Goede tijden voor Israël in aantocht

1‘Mensenzoon, profeteer tegen de bergen van Israël. Zeg hun dat zij moeten luisteren naar deze boodschap van de Here: 2Uw vijanden hebben spottend om u gelachen en gezegd dat uw aloude bergtoppen hun eigendom waren. 3Van alle kanten verwoestten zij u en joegen u op als slaven naar vele landen. U werd belasterd en bespot. 4Daarom, bergen van Israël, moet u naar de woorden van de Oppermachtige Here luisteren. Hij zegt tegen de heuvels en bergen, de dalen en valleien en tegen de verwoeste dorpen en lang geleden verlaten steden, verwoest en vertrapt door heidense volken van rondom: 5Mijn toorn is ontbrand tegen deze volken, Edom in het bijzonder, omdat zij mijn land met plezier en met haat in hun hart hebben leeggeplunderd.

6Profeteer daarom en zeg tegen de heuvels en bergen, dalen en valleien van Israël: de Oppermachtige Here zegt: Ik ben tot in het diepst van mijn hart gegriefd, omdat u tot mikpunt van spot werd gemaakt voor de omringende volken. 7Daarom heb Ik met opgeheven hand gezworen dat deze volken op hun beurt zullen worden bespot. 8Maar voor u, Israël, zullen de goede tijden weer aanbreken. In afwachting van de terugkeer van mijn volk zullen de fruitoogsten groot zijn en zij komen al weer gauw terug! 9Kijk, Ik sta aan uw kant en zal u te hulp komen wanneer uw grond weer wordt bewerkt en uw gewassen worden gezaaid. 10-11 Ik zal uw bevolking door het hele land sterk laten groeien en de groei van uw veestapel zal daarmee gelijke tred houden. De steden en puinhopen zullen weer worden opgebouwd en bewoond. Bergen van Israël, uw hellingen zullen opnieuw bezaaid zijn met huizen. Ik zal zelfs nog meer voor u doen dan vroeger. Dan zult u beseffen dat Ik de Here ben. 12O, mijn land, mijn volk zal opnieuw over uw grond lopen en u zult weer aan hen toebehoren. U zult niet langer de plaats zijn waar het leven van hun kinderen gevaar loopt. 13De Oppermachtige Here zegt: “De andere volken beledigen u nu door te zeggen: ‘Israël is een land dat zijn kinderen verslindt!’ 14Maar dit zullen zij niet lang meer zeggen. Het aantal geboorten zal stijgen en de kindersterfte zal sterk afnemen,” zegt de Here. 15“Die heidense volken zullen niet langer hatelijke opmerkingen tegen u maken, want door u zal mijn volk niet meer beroofd worden van zijn kinderen,” zegt de Oppermachtige Here.’

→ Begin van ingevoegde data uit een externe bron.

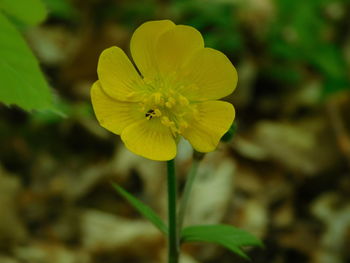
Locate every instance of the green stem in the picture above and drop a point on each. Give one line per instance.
(173, 250)
(186, 194)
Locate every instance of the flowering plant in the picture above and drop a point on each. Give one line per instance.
(173, 93)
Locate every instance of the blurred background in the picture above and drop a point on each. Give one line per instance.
(284, 177)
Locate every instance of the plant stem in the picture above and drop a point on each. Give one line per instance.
(186, 194)
(173, 244)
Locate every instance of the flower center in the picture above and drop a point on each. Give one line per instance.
(163, 102)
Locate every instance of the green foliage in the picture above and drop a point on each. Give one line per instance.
(300, 36)
(224, 235)
(146, 211)
(30, 12)
(21, 80)
(215, 18)
(22, 83)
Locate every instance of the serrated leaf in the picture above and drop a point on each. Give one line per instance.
(21, 80)
(224, 235)
(146, 211)
(30, 12)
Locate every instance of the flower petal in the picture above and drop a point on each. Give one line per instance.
(119, 78)
(215, 118)
(150, 139)
(143, 45)
(212, 74)
(176, 46)
(112, 114)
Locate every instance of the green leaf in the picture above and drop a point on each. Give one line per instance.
(224, 235)
(30, 12)
(21, 80)
(143, 209)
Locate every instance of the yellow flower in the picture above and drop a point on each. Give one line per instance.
(174, 95)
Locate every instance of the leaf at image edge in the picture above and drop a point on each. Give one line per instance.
(224, 235)
(146, 211)
(21, 81)
(30, 12)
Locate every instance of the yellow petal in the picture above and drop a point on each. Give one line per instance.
(150, 139)
(212, 74)
(112, 114)
(176, 46)
(143, 44)
(119, 78)
(214, 120)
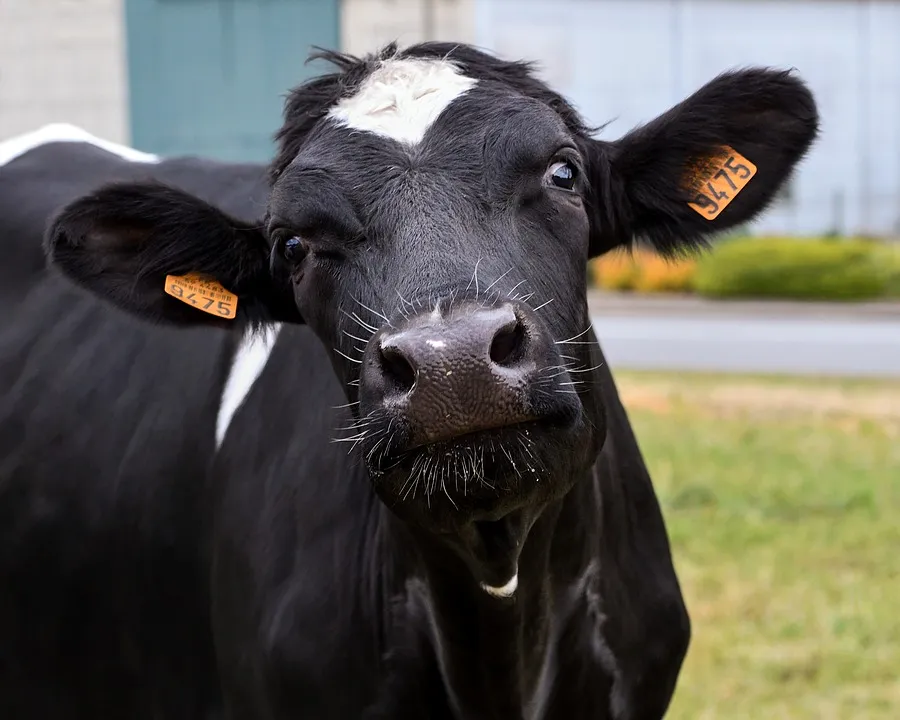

16Toen gaf de Here mij de volgende woorden door: 17‘Mensenzoon, toen het volk Israël nog in zijn eigen land woonde, verontreinigde het zijn land met wandaden. Zijn afgoderij was Mij een doorn in het oog. 18De Israëlieten besmeurden het land met moord en afgodenverering en daarom goot Ik mijn toorn over hen uit. 19Ik verbande hen naar vele landen, op die manier heb Ik hen gestraft voor hun goddeloze levenswijze. 20Maar toen zij onder de volken waren verstrooid, brachten ze mijn heilige naam in opspraak, omdat de volken zeiden: “Dit zijn de onderdanen van God en Hij kon hen niet eens beschermen tegen het onheil?” 21Ter wille van mijn heilige naam, die door mijn volk overal ter wereld ontheiligd is, zal Ik ingrijpen.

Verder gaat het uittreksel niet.